The Sisters of Mercy, Floodland – Retro CD Review

I will start this out by saying that my opinions of The Sisters Of Mercy have been mixed, at best, over the years. Going back to this album did, however, bring me back to a time in my life of which I had fond recollections, for the most part. The Sisters was a band whose only real consistent personnel consisted of singer Andrew Eldritch, and on this album, their second studio album, they focused more directly on the synthesizer-driven sound that influenced many of the later Goth and Darkwave acts that came to be in the 1990’s. Floodland kicks off with what is, in my estimation, one of their two best songs ever recorded, “Dominion/Mother Russia”. It is anthemic and progressive at once, and one can envision a snow-covered Leningrad, even, despite the fact that Eldritch is English. Well played, Andrew, well played. Unfortunately, it does not carry throughout the album. Track two, “Flood I”, is fairly typical Goth-rock, but has a very well structured melody, Eldritch’s vocal limitations notwithstanding. I can’t fault them for the lack of availability of synth-tones at the time, since it WAS only 1987; but still, the single-line faux organ notes detract from me being able to take it too seriously. This is Goth that I can only laugh at. And again, as I have said before, this one is a bit too drawn out. If I could take it seriously, the nearly six and a half minutes of this song might be tolerable, but after a while it just drags. It leads into “Lucretia, My Reflection”. Everyone knows this bass line, and while I loved hearing the beginning of this song when I was a teenager, now it just makes me shake my head and smile sadly. The lyrics have no real context, despite their pretension, and the monotony of the melody makes me want to actually pull a Goth move: I will actually slit my wrists if I were to have to hear this song too many more times in a short period, to say nothing of seeing someone do that silly Goth dance to it. The ominous melodic line just goes NOWHERE. That is one of my biggest pet peeves in music. Any idiot can write a simple melody and beat it to death on his/her instrument.
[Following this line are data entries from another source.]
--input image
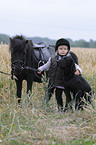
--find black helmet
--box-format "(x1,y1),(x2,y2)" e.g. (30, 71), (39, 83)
(55, 38), (70, 51)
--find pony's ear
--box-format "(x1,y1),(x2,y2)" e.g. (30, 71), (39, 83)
(25, 40), (28, 44)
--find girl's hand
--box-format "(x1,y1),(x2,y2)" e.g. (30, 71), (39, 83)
(75, 69), (80, 75)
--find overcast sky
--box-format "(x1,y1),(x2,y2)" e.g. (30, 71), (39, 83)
(0, 0), (96, 41)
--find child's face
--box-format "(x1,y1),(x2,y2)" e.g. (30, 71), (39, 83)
(58, 45), (68, 55)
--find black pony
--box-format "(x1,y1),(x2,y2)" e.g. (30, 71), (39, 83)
(10, 36), (83, 107)
(10, 36), (41, 103)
And that is apparently what they have done here.

“1959” is piano, very simple piano, and Andrew Eldritch singing. It should be burned. Leonard Cohen must never have heard this song before, because if he had, he would’ve sued for trademark infringement on his vocal style. I will give credit; the song does carry a more complex melody structure due to the several changes in key. This simply means, however, that the same mediocre melodic line is played exactly over and over again, but in the different keys. Complementary keys, but still boring. If you did not get it before, I am not a fan of bands who do this as an entire song structure. If I ever review any albums by The Cranberries, I will have a field day with this issue. This is now the end of side one (I am familiar with this album release on cassette).

The opening of side two is “This Corrosion”, and this is the other of their two best songs ever written. It incorporates choral backing, and a good line that is broken up by at least two different bridges that change both the pace and melody, before reverting back to the original line. I even like the harpsichord sound of the synthesizer. I can’t tell you what this brings to my head, because it is not publishable (wink). All I can say is that even though it is not memory-induced, it makes me feel that way you know. There is only one drawback to this song, and yes, you guessed it: it is WAY TOO LONG. At over ten minutes, it is one of the longest songs NOT by a prog-rock band.

“Flood II” is an interesting song. Its introduction reminds me of an old Doors song. This song is primarily acoustic guitar based, with overlaid synth lines, but it carries its weight in the scheme of things. I actually like this song for the most part, which is surprising to me since I don’t like most of the Doors’ material. The drawback, though, as per usual, is the length of the song. Six and three-quarters minutes is far too long for this song. It made its point in well under five. “Driven Like The Snow” starts as if it were written by Windy & Carl, those masters of ambient time-wasting, but soon gives way to a beat comparable to the one used in “Flood II”. This song is easily ignored as well, as it carries that whole repetitive melody characteristic which I despise. Again, if Andrew Eldritch weren’t so pompous, I might not get the impression of bombast with all these long songs. “Neverland (A Fragment)” is one of the better tracks on the album, as it is mercifully short (a mere two minutes and forty-eight seconds). Finally, there is “The Torch”. It should’ve been extinguished. Eldritch sounds like David Prowse (Darth Vader) when Luke removes his mask at the end of Return Of The Jedi – decrepit, ill, and past his prime. The song itself is fairly minimalist, thank goodness – but that does not prevent it from being an abysmal flop.

This album, Floodland, was re-released not too long ago, with an expanded playlist, but I choose to review the original track listing of the album released in November of 1987, and with good cause: None of the additional tracks are worth mention. I REALLY AM trying to save the time of those who have never heard the album by warning them away from it.

OVERALL RATING: This album truly is sub-everything: sub-terranean, sub-soil, sub-ordinate, substitute, sub-cellar, sub-optimal, and especially, SUB-PAR; everything but substantial. It deserves a sub-skilled rating. I give it a three out of a possible ten. If I could, I would give it a sub-zero, but it seems that every once in a while Eldritch has a moment of quality. Recommended tracks are “Dominion/Mother Russia”, “Flood I”, and “This Corrosion”. Those are the ONLY songs you need to know from this album. Everything else is just masturbation for repressed Goth kids.